第二章

第31話 プロローグ──スキル

 新たに獣人たちが領民となり、この草だらけの領地も賑やかになった。総勢100名ほどの集落。これなら村と言っても差し支えがない。それぞれの家が無いのが問題ではあるが。


 領地に帰ってきてから二日が経った。シリウスは朝から獣人を率いて狩りをしたり、家を作ったりと精力的に働いてくれている。

 サレハと一緒に外に出て、家が作られてゆく様子を眺める。木の柱を中央に建てて、天井から放射状に梁を伸ばす。梁の材質は魔物の腱だ。ロック鳥やらオークやら、ここらへんで魔物素材に困ることは無い。むしろ我々は困らせられる側だ。

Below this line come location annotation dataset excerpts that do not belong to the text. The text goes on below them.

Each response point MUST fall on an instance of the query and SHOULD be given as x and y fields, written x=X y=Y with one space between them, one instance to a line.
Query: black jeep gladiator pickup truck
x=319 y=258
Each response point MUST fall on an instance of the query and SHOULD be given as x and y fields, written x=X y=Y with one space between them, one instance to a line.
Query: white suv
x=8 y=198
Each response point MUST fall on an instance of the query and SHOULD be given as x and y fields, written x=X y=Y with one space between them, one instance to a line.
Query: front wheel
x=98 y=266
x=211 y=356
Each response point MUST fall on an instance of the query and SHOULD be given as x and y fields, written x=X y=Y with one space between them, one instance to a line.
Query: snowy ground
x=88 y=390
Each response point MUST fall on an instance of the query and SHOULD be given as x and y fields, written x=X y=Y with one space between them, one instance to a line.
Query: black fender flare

 壁面を細い木組みで覆うと、後は上からつなぎ合わせたドラゴンフィッシュの革を被せれば出来上がり。

 この魔物はドラゴンの名を冠してはいるが、別にドラゴン種では無い。ここら一帯の川にはよく住んでいる大きな魚型の魔物。油断すると丸呑みにされる事もあるので要注意。


「凄いですねえ兄様」


「そうだなあ。家って人が作っていたんだな」


 馬鹿丸出しの感想を呟く。

 シリウスは建築、魔物解体、周囲の警戒など的確に指示を出している。慣れた様子なので、任せっきりだ。


「俺たちもすべき事をしよう。サレハ、ダンジョンの入口に行こうか」


「はい兄様。お供いたします」


 土階段を降りて、石碑の部屋に赴く。思えばこの部屋に来るのも久しぶりだ。ただポーションを売りに出ただけなのに、土産が領民になるとは思わなかった。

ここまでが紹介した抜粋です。